Telemetry Pipeline concepts
Chronosphere Telemetry Pipeline includes several distinct components, utilities, and features that combine to form a unified product. This guide describes some of the most common concepts you’ll encounter while using Telemetry Pipeline.
Pipeline
A pipeline, also known as a telemetry pipeline, is a data management tool for collecting, transforming, and routing telemetry data. Pipelines support all telemetry types, including logs, metrics, and traces.
A pipeline consists of one or more source plugins, one or more destination plugins, and any active parsers or processing rules.
Each pipeline is a Kubernetes workload that contains one or more Pods. By default, pipelines run as Deployments (opens in a new tab), but other workload types are also supported.
Health check pipeline
Health check pipelines are automated diagnostic tools that collect information about the environment where you installed Telemetry Pipeline. Unlike standard pipelines, health check pipelines don’t transport telemetry data.
If health checks are enabled when you create a Core Instance, that Core Instance deploys a health check pipeline to ensure that any standard pipelines you deploy will function properly.
Plugin
A plugin is an extension that connects your pipeline to other tools or platforms. These plugins are located at the beginning and end of each pipeline, and create the openings through which your data flows.
Source plugin
A source plugin, also known as an input plugin, is an opening that lets telemetry data enter your pipeline. These plugins are located at the beginning of each pipeline.
Pipelines can include one or more source plugins, including plugins that correspond to different tools or platforms. This makes it possible to feed data from multiple sources into the same pipeline.
Destination plugin
A destination plugin, also known as an output plugin, is an opening that lets telemetry data exit your pipeline. These plugins are located at the end of each pipeline.
Pipelines can include one or more destination plugins, including plugins that correspond to different tools or platforms. This makes it possible to collect data within a single pipeline, then send that data to multiple destinations.
Parser
A parser is a tool that turns unstructured data into structured data.
These parsers are applied at the source plugin level, which means that any data that passes through an applicable source plugin is parsed before it enters your pipeline.
Processing rule
A processing rule is a tool that transforms data as it passes through your telemetry pipeline. You can use multiple processing rules within the same pipeline to perform complex operations.
Chronosphere offers a variety of predefined processing rules with configurable settings, each designed to perform a particular action. You can also create your own processing rules by writing custom Lua scripts.
Any active processing rules are applied to data after it enters your pipeline through a source plugin, but before it leaves your pipeline through a destination plugin.
Core Operators and Core Instances
Telemetry Pipeline is built on Kubernetes and takes advantage of many built-in Kubernetes features. If you install Telemetry Pipeline in a Linux environment, Telemetry Pipeline first creates a K3s (opens in a new tab) cluster in that environment.

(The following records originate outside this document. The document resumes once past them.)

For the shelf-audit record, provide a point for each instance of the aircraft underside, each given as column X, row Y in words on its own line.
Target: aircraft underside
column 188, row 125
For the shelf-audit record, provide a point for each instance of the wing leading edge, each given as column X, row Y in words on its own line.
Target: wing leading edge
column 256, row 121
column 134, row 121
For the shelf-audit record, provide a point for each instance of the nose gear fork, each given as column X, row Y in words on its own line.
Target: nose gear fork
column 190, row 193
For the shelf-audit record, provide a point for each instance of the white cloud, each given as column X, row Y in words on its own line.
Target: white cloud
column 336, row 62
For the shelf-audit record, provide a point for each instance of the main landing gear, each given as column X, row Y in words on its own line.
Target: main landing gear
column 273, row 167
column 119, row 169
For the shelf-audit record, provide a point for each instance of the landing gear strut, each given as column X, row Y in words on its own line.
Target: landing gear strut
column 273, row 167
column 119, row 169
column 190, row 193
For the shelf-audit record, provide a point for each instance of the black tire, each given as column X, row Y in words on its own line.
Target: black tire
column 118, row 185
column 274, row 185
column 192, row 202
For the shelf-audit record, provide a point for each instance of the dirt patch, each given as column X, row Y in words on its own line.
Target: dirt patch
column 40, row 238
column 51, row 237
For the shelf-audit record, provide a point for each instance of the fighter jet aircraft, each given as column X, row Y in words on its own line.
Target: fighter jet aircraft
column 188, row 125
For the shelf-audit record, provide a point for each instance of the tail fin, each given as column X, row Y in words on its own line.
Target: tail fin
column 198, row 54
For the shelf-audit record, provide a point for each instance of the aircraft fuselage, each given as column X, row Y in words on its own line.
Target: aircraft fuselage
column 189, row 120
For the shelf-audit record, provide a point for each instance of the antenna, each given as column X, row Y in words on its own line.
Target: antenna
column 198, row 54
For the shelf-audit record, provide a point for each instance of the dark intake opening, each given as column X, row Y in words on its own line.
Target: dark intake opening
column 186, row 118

To manage your pipelines and associated resources, Telemetry Pipeline uses two components that work in tandem:
These components run in your Kubernetes or K3s cluster, and you can interact with them to configure the behavior of the pipelines you deploy in that cluster.
For a diagram that outlines how these components interact, see Telemetry Pipeline architecture.
Core Operator
Each Core Operator is a Kubernetes operator (opens in a new tab) for managing Telemetry Pipeline resources. After you install a Core Operator, that Core Operator registers itself with the Kubernetes API. That Core Operator can then create and modify pipelines in your Kubernetes or K3s cluster. When a Core Operator creates or modifies pipelines, it refers to the resources managed by its corresponding Core Instance.
You must install a Core Operator in each Kubernetes cluster or Linux environment where you want to use Telemetry Pipeline. If you have multiple clusters or environments, you’ll need to install multiple Core Operators.
Core Instance
Each Core Instance creates the underlying Kubernetes resources for your pipelines and syncs those resources with the Telemetry Pipeline backend. When you make changes to Telemetry Pipeline settings, your Core Instance updates the resources that the corresponding Core Operator uses when it creates or modifies pipelines.
In Pipeline CLI and the Telemetry Pipeline web interface, Core Instances also represent a conceptual grouping of pipelines within a Kubernetes or K3s cluster. For example, to perform certain pipeline operations, you’ll need to specify the associated Core Instance that runs in the same cluster where the pipeline was deployed.
You must create a Core Instance for each Core Operator you install.
Fleet
A fleet is a collection of multiple agents that are governed by a shared set of configuration settings. This grouping makes it possible to control a large number of distributed agents from a single, centralized location.
Fleets are a feature of Chronosphere Telemetry Pipeline, but aren’t pipelines themselves. Fleets and their constituent agents also follow a unique installation process that doesn’t involve Core Operators or Core Instances.
Agent
An agent is a standalone tool for collecting telemetry data. These agents are functionally similar to pipelines, but they’re not identical, and each tool has its own trade-offs. It’s also possible to send data from an agent to a pipeline.
Agents can take advantage of parsers, but not processing rules. Additionally, agents use a different set of plugins than pipelines do.